Coronary Heart Disease (CHD) is a leading cause of morbidity and mortality in the United States and the world. The broad, long-term goal of our research is to dissect the complex genetic architecture of Coronary Heart Disease (CHD), which will subsequently lead to better prediction and treatment of this devastating disease. We hypothesize that amino acid variants, their interactions with each other, and with the environment will play an important role in the complex etiology of CHD. We expect that in order to unravel the genetic architecture of CHD, we must go beyond the additive model. To determine the role of amino acid variants in CHD, we will use a novel approach to acquire genotype data for a comprehensive set of uncommon (0.010.01) amino acid variants in the full ARIC study. We will use whole- exome sequence data in a subset of 1500 ((1000 EA, ~500 AA) participants from the Atherosclerosis Risk in Communities (ARIC) study and an additional 7500 from the NHLBI Exome Sequencing Project (ESP) and the CHARGE-S project in conjunction with GWAS data to impute a comprehensive set of amino acid variants in the entire ARIC cohort. To analytically dissect the complex architecture of lipid profiles and CHD in this subset of SNPs, we will go beyond the simple models used in GWAS screening into more sophisticated models that fall into three categories. First, a single locus model that is generalized to allow the full range of genetic effects (not just additive). Second, two locus models that test for gene-by-gene interactions. Third, test for genotype- by-sex interactions. Sequence uncertainty and imputation probability will be incorporated into each analysis. Using this novel approach, for the first time, a comprehensive set of uncommon to common amino acid variants will be analyzed in a large sample and in multiple ethnic populations for their association with lipid profiles and incident CHD.
Public Health Relevance
Project Narrative The broad, long-term goal of our research is to dissect the complex genetic architecture of Coronary Heart Disease (CHD), which will subsequently lead to better prediction and treatment of this devastating disease.
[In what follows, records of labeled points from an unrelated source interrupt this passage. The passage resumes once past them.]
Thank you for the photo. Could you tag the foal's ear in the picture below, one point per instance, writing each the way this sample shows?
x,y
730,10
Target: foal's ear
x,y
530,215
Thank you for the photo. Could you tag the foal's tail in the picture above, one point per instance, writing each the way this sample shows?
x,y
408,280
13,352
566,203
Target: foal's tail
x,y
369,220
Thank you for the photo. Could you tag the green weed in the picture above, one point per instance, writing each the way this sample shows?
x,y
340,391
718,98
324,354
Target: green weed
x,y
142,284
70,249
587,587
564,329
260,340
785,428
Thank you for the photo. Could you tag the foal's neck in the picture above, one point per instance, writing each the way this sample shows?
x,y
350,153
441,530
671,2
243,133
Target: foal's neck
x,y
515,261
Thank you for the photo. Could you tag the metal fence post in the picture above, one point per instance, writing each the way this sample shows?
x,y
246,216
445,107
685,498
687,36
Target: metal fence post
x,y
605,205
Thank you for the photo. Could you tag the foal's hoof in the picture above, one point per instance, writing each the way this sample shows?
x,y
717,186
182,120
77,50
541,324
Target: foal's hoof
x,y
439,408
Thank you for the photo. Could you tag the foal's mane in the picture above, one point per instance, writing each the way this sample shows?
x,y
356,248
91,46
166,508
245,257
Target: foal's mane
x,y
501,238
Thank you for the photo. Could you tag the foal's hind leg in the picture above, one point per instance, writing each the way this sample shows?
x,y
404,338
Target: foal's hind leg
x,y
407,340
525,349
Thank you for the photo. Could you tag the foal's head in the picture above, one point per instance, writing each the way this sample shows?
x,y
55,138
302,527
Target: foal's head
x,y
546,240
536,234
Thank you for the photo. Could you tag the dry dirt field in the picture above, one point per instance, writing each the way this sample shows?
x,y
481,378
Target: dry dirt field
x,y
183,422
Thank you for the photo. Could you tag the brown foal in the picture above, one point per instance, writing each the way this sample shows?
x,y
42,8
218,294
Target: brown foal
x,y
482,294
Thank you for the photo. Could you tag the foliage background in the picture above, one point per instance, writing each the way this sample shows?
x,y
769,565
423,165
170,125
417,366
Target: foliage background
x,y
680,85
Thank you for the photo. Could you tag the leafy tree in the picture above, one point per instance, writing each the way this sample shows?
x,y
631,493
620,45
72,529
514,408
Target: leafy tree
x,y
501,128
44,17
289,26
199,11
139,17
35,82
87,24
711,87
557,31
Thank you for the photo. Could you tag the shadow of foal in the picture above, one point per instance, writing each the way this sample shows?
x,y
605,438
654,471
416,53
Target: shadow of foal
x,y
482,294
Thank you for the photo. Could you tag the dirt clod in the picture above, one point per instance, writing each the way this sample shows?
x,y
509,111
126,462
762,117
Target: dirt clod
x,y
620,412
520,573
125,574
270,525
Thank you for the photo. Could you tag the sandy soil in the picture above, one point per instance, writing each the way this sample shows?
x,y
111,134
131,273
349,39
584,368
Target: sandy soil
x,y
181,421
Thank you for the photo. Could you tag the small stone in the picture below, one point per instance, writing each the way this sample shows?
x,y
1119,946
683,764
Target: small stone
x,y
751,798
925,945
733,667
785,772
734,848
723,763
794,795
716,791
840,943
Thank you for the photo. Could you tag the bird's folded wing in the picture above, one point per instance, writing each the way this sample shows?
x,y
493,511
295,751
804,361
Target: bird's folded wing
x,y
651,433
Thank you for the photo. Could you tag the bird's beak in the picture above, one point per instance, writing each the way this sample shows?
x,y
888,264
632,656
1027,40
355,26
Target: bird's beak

To accomplish this, we use a novel approach to acquire genotype data for a comprehensive set of uncommon (0.010.01) amino acid variants in the full ARIC study using imputation to leverage both genome-wide association (GWAS) data and whole-exome sequencing data. To analytically dissect the complex architecture of lipid profiles and CHD we will go beyond the additive model by testing a general single locus model, test for pairwise gene-by-gene interactions, and finally test for gene-by-sex interactions.